Un botaniste entend souvent dire qu’il est une personne qui passe son temps à changer le nom des plantes. C’est de moins en moins vrai. Car l’utilisation du séquençage ADN permet de reconstruire les liens de parenté entre les espèces, et car les chercheurs de différents pays coopèrent bien plus qu’avant.
Retour sur un travail collectif qui dure depuis des siècles : celui de la classification des plantes.

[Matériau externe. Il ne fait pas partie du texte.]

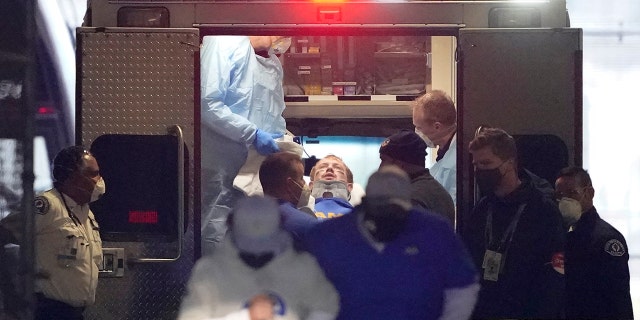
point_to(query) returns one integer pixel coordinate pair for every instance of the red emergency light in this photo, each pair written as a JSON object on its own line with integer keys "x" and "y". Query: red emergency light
{"x": 141, "y": 216}
{"x": 46, "y": 110}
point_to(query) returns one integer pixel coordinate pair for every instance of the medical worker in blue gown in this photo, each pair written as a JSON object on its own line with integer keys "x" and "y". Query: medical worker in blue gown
{"x": 390, "y": 260}
{"x": 241, "y": 108}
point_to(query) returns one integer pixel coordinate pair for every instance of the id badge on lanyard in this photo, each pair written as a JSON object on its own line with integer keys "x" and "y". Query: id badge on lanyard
{"x": 493, "y": 262}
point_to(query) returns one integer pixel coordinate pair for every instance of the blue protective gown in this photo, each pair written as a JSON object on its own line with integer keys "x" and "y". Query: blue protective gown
{"x": 241, "y": 92}
{"x": 444, "y": 171}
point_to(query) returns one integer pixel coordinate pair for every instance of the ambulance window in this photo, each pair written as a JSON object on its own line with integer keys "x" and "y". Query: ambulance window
{"x": 357, "y": 65}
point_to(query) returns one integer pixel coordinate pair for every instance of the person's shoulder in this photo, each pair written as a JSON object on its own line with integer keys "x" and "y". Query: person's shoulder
{"x": 332, "y": 227}
{"x": 609, "y": 240}
{"x": 606, "y": 232}
{"x": 47, "y": 201}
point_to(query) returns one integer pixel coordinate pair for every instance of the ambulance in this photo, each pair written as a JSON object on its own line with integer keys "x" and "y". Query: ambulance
{"x": 352, "y": 70}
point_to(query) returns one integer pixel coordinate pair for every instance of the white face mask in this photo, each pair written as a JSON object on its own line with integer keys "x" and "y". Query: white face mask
{"x": 305, "y": 195}
{"x": 281, "y": 45}
{"x": 98, "y": 190}
{"x": 571, "y": 210}
{"x": 330, "y": 189}
{"x": 426, "y": 139}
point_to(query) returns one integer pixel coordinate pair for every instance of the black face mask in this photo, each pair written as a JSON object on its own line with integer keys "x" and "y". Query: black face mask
{"x": 488, "y": 179}
{"x": 256, "y": 261}
{"x": 384, "y": 222}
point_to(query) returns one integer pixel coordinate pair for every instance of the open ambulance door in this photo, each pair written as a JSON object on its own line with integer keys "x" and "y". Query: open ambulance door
{"x": 527, "y": 82}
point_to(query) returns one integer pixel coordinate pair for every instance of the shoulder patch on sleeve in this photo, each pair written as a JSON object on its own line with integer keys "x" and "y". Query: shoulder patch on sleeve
{"x": 615, "y": 248}
{"x": 42, "y": 205}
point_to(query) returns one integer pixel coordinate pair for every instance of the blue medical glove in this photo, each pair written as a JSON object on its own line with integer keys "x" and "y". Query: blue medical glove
{"x": 265, "y": 143}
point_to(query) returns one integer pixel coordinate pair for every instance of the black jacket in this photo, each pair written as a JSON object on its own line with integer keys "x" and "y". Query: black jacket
{"x": 597, "y": 270}
{"x": 531, "y": 284}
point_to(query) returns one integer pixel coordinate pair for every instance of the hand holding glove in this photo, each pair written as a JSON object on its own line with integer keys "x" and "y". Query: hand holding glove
{"x": 265, "y": 143}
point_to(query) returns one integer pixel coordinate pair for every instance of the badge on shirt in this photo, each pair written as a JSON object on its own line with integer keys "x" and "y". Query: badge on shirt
{"x": 42, "y": 205}
{"x": 614, "y": 247}
{"x": 491, "y": 265}
{"x": 557, "y": 262}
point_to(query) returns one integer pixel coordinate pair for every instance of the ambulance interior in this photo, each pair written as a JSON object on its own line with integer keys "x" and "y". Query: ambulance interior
{"x": 346, "y": 94}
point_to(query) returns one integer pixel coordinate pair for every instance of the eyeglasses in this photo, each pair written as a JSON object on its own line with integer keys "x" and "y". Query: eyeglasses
{"x": 570, "y": 194}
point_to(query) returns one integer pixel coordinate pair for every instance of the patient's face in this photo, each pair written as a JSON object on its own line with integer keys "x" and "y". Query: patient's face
{"x": 331, "y": 169}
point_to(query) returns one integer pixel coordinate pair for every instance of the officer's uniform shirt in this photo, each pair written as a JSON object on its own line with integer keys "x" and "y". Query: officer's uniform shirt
{"x": 597, "y": 270}
{"x": 69, "y": 250}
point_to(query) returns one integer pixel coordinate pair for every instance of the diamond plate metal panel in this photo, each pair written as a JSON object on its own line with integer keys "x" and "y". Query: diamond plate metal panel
{"x": 134, "y": 81}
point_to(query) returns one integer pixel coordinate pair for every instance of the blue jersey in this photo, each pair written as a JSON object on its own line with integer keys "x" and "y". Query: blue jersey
{"x": 405, "y": 280}
{"x": 295, "y": 221}
{"x": 327, "y": 208}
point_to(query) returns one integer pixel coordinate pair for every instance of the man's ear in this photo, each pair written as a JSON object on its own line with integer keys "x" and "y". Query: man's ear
{"x": 590, "y": 192}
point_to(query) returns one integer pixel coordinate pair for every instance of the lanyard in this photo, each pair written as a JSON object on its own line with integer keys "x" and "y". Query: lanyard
{"x": 507, "y": 236}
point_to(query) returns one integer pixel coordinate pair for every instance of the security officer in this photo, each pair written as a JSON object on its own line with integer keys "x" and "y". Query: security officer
{"x": 596, "y": 256}
{"x": 68, "y": 245}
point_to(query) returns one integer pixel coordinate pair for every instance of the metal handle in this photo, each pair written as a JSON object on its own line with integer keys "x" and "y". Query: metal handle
{"x": 175, "y": 130}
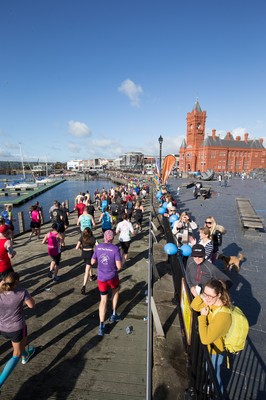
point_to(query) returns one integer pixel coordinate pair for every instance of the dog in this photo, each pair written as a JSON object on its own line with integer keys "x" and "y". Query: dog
{"x": 231, "y": 261}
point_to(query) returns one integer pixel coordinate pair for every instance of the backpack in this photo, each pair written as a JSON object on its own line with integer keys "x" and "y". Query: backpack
{"x": 235, "y": 339}
{"x": 53, "y": 244}
{"x": 106, "y": 221}
{"x": 129, "y": 205}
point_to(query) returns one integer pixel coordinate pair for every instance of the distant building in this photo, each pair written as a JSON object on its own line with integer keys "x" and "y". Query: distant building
{"x": 132, "y": 160}
{"x": 199, "y": 153}
{"x": 86, "y": 165}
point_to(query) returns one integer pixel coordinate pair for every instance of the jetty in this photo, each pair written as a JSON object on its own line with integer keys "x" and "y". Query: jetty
{"x": 17, "y": 197}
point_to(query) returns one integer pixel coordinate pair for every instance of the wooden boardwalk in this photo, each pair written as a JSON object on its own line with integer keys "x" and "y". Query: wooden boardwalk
{"x": 71, "y": 360}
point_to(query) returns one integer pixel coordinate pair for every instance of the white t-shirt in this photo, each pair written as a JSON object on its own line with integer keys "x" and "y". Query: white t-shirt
{"x": 124, "y": 228}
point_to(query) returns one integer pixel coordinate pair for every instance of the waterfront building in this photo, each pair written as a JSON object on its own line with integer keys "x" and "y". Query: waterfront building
{"x": 87, "y": 165}
{"x": 200, "y": 153}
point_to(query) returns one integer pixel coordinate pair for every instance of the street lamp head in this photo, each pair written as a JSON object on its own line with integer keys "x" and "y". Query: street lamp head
{"x": 160, "y": 139}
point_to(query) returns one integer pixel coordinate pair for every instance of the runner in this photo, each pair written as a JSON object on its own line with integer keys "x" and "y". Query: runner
{"x": 12, "y": 322}
{"x": 86, "y": 243}
{"x": 108, "y": 258}
{"x": 54, "y": 241}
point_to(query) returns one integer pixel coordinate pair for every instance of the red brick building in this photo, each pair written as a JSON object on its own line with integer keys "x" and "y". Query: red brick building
{"x": 199, "y": 153}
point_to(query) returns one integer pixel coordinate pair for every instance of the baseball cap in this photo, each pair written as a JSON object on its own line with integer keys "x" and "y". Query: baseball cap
{"x": 4, "y": 228}
{"x": 172, "y": 208}
{"x": 198, "y": 250}
{"x": 108, "y": 236}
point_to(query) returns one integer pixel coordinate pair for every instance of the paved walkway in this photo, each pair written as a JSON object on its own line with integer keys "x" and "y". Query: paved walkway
{"x": 248, "y": 291}
{"x": 72, "y": 361}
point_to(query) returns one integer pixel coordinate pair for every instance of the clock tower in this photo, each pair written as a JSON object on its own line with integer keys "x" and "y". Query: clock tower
{"x": 195, "y": 127}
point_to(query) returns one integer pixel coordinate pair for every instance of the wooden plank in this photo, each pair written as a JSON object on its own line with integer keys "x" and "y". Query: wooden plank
{"x": 251, "y": 218}
{"x": 156, "y": 319}
{"x": 250, "y": 224}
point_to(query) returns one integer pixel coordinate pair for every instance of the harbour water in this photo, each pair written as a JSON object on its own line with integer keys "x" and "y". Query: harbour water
{"x": 67, "y": 190}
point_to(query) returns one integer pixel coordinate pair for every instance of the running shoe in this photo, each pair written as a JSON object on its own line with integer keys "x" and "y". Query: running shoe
{"x": 30, "y": 352}
{"x": 115, "y": 318}
{"x": 101, "y": 330}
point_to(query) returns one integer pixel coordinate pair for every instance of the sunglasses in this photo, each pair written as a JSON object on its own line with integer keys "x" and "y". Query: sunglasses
{"x": 209, "y": 296}
{"x": 10, "y": 284}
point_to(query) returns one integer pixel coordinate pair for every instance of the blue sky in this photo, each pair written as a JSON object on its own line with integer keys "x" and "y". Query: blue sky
{"x": 81, "y": 79}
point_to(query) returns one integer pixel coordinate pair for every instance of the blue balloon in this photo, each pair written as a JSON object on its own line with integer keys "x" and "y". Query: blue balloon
{"x": 173, "y": 218}
{"x": 186, "y": 250}
{"x": 170, "y": 248}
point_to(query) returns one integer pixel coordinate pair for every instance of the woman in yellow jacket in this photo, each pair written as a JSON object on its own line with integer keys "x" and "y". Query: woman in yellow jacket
{"x": 214, "y": 326}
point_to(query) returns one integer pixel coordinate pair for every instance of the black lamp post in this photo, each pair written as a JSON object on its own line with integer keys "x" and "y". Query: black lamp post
{"x": 160, "y": 159}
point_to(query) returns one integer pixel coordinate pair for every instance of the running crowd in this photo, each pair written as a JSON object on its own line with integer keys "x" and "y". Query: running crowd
{"x": 209, "y": 286}
{"x": 121, "y": 213}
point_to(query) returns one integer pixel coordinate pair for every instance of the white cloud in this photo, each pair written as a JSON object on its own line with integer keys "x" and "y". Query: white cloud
{"x": 78, "y": 129}
{"x": 132, "y": 91}
{"x": 74, "y": 148}
{"x": 102, "y": 142}
{"x": 5, "y": 154}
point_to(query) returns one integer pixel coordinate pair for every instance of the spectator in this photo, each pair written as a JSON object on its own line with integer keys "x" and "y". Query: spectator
{"x": 199, "y": 271}
{"x": 205, "y": 240}
{"x": 212, "y": 329}
{"x": 12, "y": 322}
{"x": 216, "y": 235}
{"x": 183, "y": 229}
{"x": 125, "y": 230}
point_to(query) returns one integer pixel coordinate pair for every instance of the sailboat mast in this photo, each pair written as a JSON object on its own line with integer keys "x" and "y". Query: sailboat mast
{"x": 22, "y": 161}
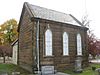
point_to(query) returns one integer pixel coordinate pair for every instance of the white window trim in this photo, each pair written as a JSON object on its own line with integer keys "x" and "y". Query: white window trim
{"x": 65, "y": 44}
{"x": 79, "y": 44}
{"x": 48, "y": 43}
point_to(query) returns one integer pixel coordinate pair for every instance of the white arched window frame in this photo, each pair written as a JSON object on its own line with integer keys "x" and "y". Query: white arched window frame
{"x": 79, "y": 45}
{"x": 65, "y": 44}
{"x": 48, "y": 42}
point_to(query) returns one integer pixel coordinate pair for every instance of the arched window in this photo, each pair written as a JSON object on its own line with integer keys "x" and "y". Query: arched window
{"x": 79, "y": 45}
{"x": 48, "y": 42}
{"x": 65, "y": 44}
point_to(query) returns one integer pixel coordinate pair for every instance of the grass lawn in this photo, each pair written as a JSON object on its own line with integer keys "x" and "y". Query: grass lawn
{"x": 9, "y": 68}
{"x": 86, "y": 71}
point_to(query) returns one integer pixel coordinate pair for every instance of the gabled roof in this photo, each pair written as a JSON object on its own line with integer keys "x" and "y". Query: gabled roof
{"x": 44, "y": 13}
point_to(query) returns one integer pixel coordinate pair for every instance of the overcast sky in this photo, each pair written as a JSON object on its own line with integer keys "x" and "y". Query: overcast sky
{"x": 12, "y": 9}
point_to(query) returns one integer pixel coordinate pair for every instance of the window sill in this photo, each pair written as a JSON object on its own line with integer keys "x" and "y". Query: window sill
{"x": 65, "y": 55}
{"x": 48, "y": 56}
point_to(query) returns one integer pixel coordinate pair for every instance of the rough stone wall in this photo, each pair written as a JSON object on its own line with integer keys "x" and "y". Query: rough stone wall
{"x": 58, "y": 60}
{"x": 25, "y": 57}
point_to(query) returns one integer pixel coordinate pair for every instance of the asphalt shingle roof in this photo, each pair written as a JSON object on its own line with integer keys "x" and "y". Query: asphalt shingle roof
{"x": 44, "y": 13}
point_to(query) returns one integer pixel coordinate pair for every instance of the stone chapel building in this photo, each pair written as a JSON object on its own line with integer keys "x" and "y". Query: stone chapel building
{"x": 50, "y": 38}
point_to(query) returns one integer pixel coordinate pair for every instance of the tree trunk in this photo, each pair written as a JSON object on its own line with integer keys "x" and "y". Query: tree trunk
{"x": 4, "y": 58}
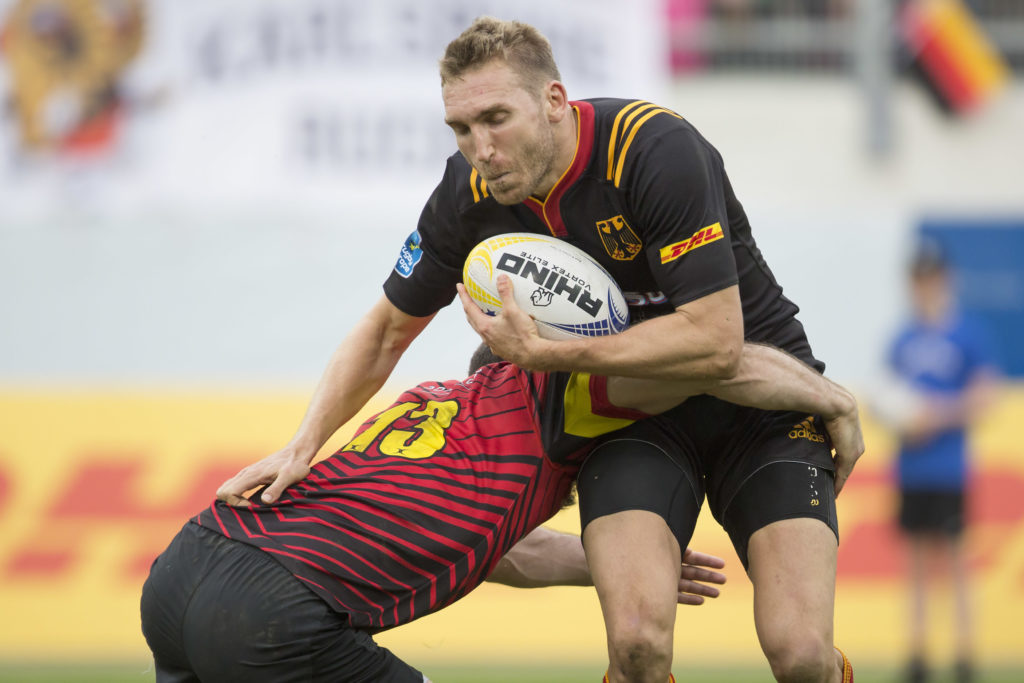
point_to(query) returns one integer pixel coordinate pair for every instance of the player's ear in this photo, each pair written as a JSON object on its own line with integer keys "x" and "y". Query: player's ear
{"x": 556, "y": 101}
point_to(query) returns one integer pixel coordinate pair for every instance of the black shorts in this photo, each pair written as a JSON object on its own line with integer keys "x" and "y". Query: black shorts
{"x": 718, "y": 451}
{"x": 932, "y": 512}
{"x": 217, "y": 609}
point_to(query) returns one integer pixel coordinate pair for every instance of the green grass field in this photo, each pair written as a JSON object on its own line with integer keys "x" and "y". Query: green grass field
{"x": 499, "y": 674}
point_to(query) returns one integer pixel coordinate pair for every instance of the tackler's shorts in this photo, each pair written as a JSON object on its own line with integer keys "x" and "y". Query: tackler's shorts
{"x": 709, "y": 447}
{"x": 217, "y": 609}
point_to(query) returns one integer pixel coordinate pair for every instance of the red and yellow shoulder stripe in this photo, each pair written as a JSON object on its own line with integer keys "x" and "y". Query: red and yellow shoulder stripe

La classification botanique, une quête individuelle

Le naturaliste suédois Carl von Linné est généralement considéré comme le père de la taxonomie moderne, c’est-à-dire la branche de la biologie qui tâche de nommer et de classifier les espèces animales et végétales. Au XVIIIe siècle, ce naturaliste va populariser ce que l’on appelle la nomenclature binomale qu’on utilise encore aujourd’hui. Il s’agit du nom scientifique ou « latin » que porte chaque espèce identifiée.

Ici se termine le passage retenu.